Q&A with... The Ale Lady
Dani Carbery is a Midlands landlady turned actor turned screen writer who now lives in Lewes. I talked to her about her passion for good beer and good pubs and how she's developing her online persona as the Ale Lady.
One day, Dani Carbery decided to set up a Twitter account.
She was fed up of people thinking pubs are still the preserve of men - a rhetoric still pushed by mainstream television journalism - and wanted to show that any, normal woman can be a big fan of beer.
“People think if you’re a woman who drinks beer you’re gonna be massive and butch.
"I’m not. That’s why I’m the Ale Lady, I like to retain my femininity,” Dani says to me gesturing towards her finely stemmed beer glass.
None of her friends or family, male or female, particularly like the stuff so when they’d visit pubs, she’d have no-one to share her enthusiasm with about the local brew.
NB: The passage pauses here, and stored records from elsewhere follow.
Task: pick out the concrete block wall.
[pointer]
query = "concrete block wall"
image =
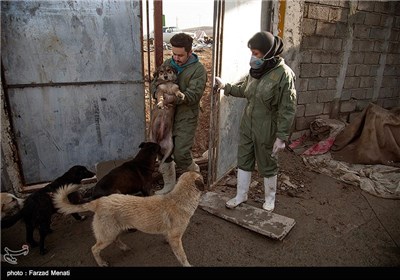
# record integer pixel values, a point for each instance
(349, 57)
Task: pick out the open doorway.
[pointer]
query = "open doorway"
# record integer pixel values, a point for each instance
(196, 18)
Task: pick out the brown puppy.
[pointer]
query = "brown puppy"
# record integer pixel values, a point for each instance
(167, 214)
(162, 117)
(10, 204)
(132, 176)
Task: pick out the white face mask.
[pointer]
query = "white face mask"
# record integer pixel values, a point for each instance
(256, 62)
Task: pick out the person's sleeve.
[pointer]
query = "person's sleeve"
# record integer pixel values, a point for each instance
(236, 90)
(195, 89)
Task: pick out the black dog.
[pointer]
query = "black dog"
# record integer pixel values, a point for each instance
(132, 176)
(38, 207)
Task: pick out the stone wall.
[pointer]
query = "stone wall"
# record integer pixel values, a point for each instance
(349, 56)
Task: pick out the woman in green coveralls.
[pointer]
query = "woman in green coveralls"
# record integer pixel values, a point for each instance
(267, 119)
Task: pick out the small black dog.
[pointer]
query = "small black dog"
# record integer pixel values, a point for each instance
(38, 207)
(132, 176)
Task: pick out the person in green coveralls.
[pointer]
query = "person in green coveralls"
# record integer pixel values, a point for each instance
(192, 78)
(267, 119)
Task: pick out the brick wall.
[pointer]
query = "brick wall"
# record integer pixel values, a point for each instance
(350, 56)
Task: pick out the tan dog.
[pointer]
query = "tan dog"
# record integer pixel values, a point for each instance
(167, 214)
(162, 117)
(10, 204)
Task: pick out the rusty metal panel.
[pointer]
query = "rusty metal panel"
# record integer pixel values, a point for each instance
(74, 78)
(56, 128)
(70, 41)
(235, 66)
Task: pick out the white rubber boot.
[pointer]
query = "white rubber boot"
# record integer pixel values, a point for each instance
(194, 167)
(167, 169)
(270, 191)
(243, 183)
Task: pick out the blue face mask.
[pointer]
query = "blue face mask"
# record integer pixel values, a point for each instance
(256, 62)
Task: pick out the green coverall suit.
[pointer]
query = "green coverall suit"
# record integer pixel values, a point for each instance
(192, 78)
(268, 115)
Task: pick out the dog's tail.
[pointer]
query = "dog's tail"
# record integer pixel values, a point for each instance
(62, 203)
(12, 220)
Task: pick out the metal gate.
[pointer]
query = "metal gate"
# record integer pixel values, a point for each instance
(73, 79)
(235, 22)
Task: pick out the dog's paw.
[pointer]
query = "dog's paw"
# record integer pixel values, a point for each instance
(33, 243)
(181, 95)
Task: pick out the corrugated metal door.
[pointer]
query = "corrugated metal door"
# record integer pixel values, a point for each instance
(74, 82)
(237, 21)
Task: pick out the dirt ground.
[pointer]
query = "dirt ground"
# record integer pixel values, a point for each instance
(337, 225)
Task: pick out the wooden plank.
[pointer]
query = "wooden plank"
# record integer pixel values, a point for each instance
(269, 224)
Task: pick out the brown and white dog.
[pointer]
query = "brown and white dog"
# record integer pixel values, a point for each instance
(162, 117)
(167, 214)
(10, 205)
She turned to the internet but became tired of reading overcomplicated reviews of beer from bloggers. All she wanted was to start a few casual conversations with some like-minded people.
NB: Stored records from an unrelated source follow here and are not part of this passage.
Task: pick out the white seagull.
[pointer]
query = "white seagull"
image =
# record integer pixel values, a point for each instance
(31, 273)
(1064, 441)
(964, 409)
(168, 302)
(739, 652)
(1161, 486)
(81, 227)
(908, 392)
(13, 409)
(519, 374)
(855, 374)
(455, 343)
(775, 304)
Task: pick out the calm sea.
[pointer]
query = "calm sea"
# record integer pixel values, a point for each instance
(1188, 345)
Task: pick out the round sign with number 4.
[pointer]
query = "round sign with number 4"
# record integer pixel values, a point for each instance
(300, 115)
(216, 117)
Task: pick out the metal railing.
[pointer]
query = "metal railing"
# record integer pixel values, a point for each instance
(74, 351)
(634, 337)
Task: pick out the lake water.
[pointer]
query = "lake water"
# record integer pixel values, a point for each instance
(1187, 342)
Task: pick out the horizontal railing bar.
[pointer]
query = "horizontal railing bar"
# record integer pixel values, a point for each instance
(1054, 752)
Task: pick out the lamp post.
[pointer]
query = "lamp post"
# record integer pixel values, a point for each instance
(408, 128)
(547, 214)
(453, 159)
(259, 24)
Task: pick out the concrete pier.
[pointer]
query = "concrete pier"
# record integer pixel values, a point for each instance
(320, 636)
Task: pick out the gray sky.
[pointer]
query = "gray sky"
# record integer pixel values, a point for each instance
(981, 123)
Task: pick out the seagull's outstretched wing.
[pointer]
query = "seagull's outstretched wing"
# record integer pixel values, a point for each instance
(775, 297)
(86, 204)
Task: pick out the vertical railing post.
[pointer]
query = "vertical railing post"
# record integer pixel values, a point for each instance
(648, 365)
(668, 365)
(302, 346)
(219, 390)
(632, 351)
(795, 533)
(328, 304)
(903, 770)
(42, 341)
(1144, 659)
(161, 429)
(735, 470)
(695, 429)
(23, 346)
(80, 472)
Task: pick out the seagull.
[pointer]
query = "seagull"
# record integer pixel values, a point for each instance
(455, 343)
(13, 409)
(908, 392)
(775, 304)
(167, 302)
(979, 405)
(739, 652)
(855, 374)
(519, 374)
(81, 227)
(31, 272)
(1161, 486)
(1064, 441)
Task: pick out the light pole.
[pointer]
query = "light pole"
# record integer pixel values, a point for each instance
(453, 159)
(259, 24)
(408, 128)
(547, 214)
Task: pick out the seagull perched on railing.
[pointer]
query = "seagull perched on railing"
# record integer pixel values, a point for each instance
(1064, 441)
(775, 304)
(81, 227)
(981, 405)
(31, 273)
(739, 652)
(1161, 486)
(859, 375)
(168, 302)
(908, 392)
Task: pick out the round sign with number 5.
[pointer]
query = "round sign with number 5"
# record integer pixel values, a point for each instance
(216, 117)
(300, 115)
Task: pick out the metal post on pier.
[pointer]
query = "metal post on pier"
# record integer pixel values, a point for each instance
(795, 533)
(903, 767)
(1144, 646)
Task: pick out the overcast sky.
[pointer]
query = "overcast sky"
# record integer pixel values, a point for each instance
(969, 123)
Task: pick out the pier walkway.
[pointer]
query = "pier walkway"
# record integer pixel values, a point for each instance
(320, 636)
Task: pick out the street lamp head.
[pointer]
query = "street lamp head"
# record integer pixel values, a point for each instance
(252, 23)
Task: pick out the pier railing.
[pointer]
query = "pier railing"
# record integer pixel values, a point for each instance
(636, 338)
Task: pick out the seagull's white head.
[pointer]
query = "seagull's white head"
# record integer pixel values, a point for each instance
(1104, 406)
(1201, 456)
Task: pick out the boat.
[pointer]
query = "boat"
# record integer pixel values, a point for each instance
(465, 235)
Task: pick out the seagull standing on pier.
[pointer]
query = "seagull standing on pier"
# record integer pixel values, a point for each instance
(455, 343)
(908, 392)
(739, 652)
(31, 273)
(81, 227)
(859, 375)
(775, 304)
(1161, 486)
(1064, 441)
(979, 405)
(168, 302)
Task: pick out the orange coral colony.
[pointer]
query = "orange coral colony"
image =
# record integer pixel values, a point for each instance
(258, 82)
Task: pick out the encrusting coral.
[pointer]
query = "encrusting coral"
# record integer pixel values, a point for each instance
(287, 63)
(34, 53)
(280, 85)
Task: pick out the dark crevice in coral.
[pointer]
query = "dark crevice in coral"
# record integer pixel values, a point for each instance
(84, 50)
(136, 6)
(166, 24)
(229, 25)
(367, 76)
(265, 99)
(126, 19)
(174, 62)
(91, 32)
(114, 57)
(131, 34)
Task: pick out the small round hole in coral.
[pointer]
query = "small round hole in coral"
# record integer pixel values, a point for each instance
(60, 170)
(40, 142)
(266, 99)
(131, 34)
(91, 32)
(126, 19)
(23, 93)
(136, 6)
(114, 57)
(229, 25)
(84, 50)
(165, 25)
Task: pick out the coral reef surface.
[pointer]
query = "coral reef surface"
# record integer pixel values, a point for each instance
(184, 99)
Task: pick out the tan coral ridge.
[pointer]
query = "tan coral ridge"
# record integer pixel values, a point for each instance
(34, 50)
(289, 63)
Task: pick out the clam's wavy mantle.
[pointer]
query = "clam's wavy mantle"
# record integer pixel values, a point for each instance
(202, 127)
What she didn’t expect was the number of opportunities her unpaid hobby would land her.
A self-confessed non-expert, Dani’s love and knowledge for beer just comes from trying and tasting, not studying.
But she’s proved her passion has been more than enough to be offered a place on the judging panel for an upcoming home brew competition, to host a beer-themed poetry slam event and to design a new beer and its branding for local brewers Turner’s.
Dani now plans to take her Ale Lady brand onto YouTube, and we discuss how she plans to act out and become her persona.
Although Dani is a now an actor and professional screen writer - a common career transition, she tells me, guessing it's because women in either trade have to be a bit "brassy and ballsy" - she’s surprised at how nervous she is about starting her channel and how to make sure people will like it.
But then we hit the idea jackpot.
“I’ve got a dog,” she tells me.
So keep an eye out for a vintage-dressed woman coming to a computer screen near you, with a pint in one hand and a black cockapoo called Ronald in the other.